『ヴァセック』

それほど必要ではなかったけれども、ウィリアム・ベックフォードが1786-7年に出版した『ヴァセック』を読む。BBCのラジオ番組でこの作品のタイトルを耳にしたのがきっかけで、名前は聞くけど実は読んでいないこの作品を読むチャンスだという、まったくの偶然で読んだ書物(笑)小川和夫の訳で国書出版会から1980年に出版されている翻訳を読んだ。

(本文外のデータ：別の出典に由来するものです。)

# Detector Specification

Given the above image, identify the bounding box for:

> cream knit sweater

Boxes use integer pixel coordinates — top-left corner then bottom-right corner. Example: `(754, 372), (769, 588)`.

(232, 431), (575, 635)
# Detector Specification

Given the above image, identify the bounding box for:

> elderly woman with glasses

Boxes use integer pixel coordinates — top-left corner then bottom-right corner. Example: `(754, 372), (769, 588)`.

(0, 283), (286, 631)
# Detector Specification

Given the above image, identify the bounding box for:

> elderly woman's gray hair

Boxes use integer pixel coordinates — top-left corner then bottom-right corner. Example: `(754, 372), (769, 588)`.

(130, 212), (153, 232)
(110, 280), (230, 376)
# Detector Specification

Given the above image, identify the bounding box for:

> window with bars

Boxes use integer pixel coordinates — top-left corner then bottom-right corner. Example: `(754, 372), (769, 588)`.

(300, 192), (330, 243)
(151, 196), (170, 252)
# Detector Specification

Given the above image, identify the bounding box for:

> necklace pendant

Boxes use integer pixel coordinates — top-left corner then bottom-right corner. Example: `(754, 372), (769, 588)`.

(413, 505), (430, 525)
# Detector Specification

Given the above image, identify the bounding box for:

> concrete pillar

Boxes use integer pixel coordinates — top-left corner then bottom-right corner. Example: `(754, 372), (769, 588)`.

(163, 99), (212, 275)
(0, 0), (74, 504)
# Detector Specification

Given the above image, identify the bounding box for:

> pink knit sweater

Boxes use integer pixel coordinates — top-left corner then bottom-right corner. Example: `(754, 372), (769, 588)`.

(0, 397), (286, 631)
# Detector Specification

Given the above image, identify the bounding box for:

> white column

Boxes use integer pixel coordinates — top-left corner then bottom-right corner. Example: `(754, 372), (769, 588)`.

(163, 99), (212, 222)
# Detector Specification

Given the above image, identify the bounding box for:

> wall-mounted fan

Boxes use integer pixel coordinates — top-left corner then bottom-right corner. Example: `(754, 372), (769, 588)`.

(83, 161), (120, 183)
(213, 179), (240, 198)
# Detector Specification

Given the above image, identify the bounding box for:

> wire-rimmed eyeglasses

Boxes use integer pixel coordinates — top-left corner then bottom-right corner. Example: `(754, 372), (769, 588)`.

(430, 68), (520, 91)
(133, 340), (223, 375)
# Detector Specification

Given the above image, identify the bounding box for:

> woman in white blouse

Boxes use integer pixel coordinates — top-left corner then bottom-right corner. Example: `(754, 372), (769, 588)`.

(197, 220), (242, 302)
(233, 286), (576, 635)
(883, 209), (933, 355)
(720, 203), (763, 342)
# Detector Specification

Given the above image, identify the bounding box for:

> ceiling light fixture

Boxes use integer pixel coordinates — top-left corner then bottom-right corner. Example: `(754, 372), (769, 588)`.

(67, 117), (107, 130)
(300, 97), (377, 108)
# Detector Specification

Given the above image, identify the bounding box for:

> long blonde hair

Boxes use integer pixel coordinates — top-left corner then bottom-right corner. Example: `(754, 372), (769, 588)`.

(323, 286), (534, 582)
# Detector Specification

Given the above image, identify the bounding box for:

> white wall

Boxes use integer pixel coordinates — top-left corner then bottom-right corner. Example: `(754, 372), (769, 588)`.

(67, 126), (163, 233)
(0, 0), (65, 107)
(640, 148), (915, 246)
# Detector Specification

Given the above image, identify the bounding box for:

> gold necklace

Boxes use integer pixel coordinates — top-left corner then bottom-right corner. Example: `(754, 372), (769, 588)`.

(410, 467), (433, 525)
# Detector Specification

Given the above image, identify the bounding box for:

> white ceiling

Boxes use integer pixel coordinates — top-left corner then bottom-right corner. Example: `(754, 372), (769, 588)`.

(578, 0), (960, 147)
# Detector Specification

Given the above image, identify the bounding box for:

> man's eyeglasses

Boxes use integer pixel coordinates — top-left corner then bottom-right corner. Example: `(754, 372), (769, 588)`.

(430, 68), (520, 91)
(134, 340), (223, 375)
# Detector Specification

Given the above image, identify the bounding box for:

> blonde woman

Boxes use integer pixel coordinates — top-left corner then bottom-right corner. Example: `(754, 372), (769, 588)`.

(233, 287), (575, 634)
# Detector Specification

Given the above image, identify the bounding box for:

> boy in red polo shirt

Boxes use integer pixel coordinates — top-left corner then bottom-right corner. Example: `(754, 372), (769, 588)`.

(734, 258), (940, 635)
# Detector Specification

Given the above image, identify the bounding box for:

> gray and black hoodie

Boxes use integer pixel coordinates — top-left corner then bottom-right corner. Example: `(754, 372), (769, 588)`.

『アラビアン・ナイト』とファウスト伝説とマルキ・ド・サドを足したようなゴシック小説。絶大な権力を持ち奢侈を尽くした五感の官能におぼれるカリフのヴァセックと、その邪悪な母親や愛人が主人公。全能を極めることができる、特に未来を知ることができるという地霊の誘惑に屈し、ヴァセックはマホメッドを棄てて、地霊に言われるがままに50人の幼児をだまして殺すなど、悪虐の限りをつくし、無意味な蕩尽をほしいままにする。アラビア風の奢侈をつくした品々や、ヴァセックの愛人(というか、制度上は妻)となる若く美しいヌーロニハールのいいなずけである若い男が、女のようなアンドロジニーであるのも、オリエンタリストな倒錯の雰囲気を高めている。